One year ago, I packed up my car in Philadelphia where I was indulging in academia and hemorrhaging Monopoly money and headed north to my hometown of Grafton to attend a property tax auction. City living had made me more homesick than usual. Studying old buildings left me pining for a place of my own.

I mapped out every scenario for the house I wanted to buy. I lined up friends to attend the auction just to scare off other bidders. I wore my flannel to blend in. I shuffled around my Monopoly money just in case. I practiced my “auction voice” in the mirror.

The preparation paid off. In the span of just minutes, the house was mine for roughly the cost of a one-credit graduate school course.


Until last week, I often regretted this impulsive house-buying decision. The house is an endless supply of frustration; hauling away tires, televisions, and mattresses makes me a frequent flier at the town dump. The well doesn’t work. The electrical is too dangerous to leave unattended. My hands never seem clean after cleaning out its rooms. The youngest person on my road is maybe fifty-two.

This is what my weekends look like.

This is what my weekends look like.

This attitude changed when my father spent last week at the VA. He’s fine, but for several days I fielded phone calls from neighbors and Graftonites. Everywhere I went, selectmen stopped and asked how he was feeling. Dump runs took even longer because everyone heard that my dad was unwell. I offered his direct line at the VA expecting few would follow through. They all called – from our police chief to the historical society members. I’m sure Dad’s roommates hated the incessant telephone rings.

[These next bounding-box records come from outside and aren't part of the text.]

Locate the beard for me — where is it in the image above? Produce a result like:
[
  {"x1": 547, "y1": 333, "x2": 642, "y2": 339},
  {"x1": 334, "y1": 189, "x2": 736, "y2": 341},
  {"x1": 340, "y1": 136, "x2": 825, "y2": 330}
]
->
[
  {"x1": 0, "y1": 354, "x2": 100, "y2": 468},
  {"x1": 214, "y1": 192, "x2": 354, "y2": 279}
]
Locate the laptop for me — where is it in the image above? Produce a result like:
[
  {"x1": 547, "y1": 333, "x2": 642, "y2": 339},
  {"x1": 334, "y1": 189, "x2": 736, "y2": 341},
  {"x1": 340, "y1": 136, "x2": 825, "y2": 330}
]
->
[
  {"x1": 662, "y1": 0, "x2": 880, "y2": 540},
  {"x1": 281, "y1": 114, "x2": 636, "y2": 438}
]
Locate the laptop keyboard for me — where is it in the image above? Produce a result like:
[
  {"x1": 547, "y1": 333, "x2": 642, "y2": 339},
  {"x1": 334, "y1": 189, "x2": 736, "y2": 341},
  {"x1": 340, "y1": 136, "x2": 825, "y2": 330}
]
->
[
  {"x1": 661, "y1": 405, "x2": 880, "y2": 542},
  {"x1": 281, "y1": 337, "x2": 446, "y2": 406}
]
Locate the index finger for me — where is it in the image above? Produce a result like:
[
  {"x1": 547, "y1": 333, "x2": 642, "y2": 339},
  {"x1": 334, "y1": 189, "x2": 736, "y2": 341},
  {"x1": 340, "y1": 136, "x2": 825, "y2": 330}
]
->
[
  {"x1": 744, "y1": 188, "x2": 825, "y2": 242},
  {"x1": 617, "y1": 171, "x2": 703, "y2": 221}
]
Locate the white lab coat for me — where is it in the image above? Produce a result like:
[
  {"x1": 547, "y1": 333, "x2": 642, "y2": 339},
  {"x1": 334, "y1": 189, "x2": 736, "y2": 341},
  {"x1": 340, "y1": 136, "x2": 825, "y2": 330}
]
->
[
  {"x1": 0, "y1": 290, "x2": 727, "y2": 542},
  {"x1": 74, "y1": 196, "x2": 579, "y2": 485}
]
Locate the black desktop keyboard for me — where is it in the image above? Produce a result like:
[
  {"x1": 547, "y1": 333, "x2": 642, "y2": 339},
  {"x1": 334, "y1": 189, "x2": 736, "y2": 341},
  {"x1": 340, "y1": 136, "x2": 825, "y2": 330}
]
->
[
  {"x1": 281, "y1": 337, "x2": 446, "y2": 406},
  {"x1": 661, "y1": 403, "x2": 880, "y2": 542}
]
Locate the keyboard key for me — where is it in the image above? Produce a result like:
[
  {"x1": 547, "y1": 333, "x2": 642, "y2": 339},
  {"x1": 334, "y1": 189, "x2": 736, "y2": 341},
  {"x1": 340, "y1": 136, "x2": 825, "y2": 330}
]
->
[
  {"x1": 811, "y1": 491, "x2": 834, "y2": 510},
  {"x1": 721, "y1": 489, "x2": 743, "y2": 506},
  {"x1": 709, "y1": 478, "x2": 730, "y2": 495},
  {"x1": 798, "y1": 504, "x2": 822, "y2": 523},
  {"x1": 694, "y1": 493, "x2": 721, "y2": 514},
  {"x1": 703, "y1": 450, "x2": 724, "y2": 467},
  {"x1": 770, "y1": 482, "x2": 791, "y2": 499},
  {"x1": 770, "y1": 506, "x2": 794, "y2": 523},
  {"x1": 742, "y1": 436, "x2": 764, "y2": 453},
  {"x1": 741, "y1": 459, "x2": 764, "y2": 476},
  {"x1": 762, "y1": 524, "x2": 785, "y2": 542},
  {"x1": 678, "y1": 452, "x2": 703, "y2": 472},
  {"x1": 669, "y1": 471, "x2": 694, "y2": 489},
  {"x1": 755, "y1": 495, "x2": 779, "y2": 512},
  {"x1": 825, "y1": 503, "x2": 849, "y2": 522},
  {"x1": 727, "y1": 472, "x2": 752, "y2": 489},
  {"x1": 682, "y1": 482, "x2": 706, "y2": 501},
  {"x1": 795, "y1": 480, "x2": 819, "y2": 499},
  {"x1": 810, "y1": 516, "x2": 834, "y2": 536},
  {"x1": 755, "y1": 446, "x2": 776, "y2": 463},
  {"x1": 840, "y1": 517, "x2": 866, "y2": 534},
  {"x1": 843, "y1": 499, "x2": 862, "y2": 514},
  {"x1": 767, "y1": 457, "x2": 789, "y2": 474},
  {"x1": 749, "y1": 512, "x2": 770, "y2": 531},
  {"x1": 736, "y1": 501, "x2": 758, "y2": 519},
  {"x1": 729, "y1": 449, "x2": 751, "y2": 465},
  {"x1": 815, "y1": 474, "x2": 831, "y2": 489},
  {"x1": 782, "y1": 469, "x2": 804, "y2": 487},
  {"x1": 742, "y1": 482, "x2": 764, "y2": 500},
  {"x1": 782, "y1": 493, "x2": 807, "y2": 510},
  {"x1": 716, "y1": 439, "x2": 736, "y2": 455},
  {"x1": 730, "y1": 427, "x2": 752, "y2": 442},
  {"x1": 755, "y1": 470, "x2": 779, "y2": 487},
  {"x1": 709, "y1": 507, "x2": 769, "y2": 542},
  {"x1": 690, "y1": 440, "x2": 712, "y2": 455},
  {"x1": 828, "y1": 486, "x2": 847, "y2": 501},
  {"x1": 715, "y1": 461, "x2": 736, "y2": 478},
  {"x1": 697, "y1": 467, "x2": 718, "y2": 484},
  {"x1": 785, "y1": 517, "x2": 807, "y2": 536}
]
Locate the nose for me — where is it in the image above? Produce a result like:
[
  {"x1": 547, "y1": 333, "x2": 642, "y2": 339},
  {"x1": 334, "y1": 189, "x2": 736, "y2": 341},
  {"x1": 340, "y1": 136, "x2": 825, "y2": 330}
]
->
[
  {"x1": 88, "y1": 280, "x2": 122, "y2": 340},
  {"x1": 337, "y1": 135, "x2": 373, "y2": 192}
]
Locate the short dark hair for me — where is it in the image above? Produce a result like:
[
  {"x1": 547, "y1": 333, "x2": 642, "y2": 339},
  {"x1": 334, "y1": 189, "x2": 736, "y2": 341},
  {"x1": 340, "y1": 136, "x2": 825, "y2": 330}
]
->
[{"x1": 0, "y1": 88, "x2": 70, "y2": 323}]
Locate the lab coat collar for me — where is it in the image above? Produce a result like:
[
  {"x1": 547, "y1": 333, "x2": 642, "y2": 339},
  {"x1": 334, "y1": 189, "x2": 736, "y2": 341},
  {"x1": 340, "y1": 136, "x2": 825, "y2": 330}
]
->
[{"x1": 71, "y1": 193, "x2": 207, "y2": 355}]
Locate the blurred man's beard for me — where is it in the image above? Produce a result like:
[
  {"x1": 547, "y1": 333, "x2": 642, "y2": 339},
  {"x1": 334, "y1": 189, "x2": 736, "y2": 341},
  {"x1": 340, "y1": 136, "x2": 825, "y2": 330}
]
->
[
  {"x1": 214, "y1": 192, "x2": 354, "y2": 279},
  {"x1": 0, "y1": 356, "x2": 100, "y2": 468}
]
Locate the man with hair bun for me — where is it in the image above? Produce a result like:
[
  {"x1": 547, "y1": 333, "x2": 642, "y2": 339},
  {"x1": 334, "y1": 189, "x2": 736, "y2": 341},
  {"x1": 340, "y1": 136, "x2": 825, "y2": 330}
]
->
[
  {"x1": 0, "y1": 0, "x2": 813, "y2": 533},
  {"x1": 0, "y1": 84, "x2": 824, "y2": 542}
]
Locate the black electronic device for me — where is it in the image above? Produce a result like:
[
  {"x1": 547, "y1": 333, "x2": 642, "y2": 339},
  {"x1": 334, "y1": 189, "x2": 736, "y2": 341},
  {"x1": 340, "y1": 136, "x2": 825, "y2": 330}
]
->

Meals and desserts now fill my father’s fridge and kitchen table, though he’s doing a bang up job with the sweet stuff. Dad takes these gestures to heart, I’m sure, but there’s also a part of him that expects this. Not selfishly, of course, but in a “this is how we do things” sort of way.

My dad was a selectman, volunteer firefighter, and ambulance captain for nearly twenty years.

My dad was a selectman, volunteer firefighter, and ambulance captain for nearly twenty years.

Meanwhile, coming from a two year stint in a city where every morning’s bike ride to school felt like a diabolical chase scene, it reminds me why I choose to live here.

Last week I reified the notion of hometown. Us Yankees are pretty convinced it’s about birthplace. I’m more convinced it’s the place into which we invest our time, money, and damns.

More so than ever, I’m glad to have a house project that will keep me here for the foreseeable future. It’s (wicked) nice to be back.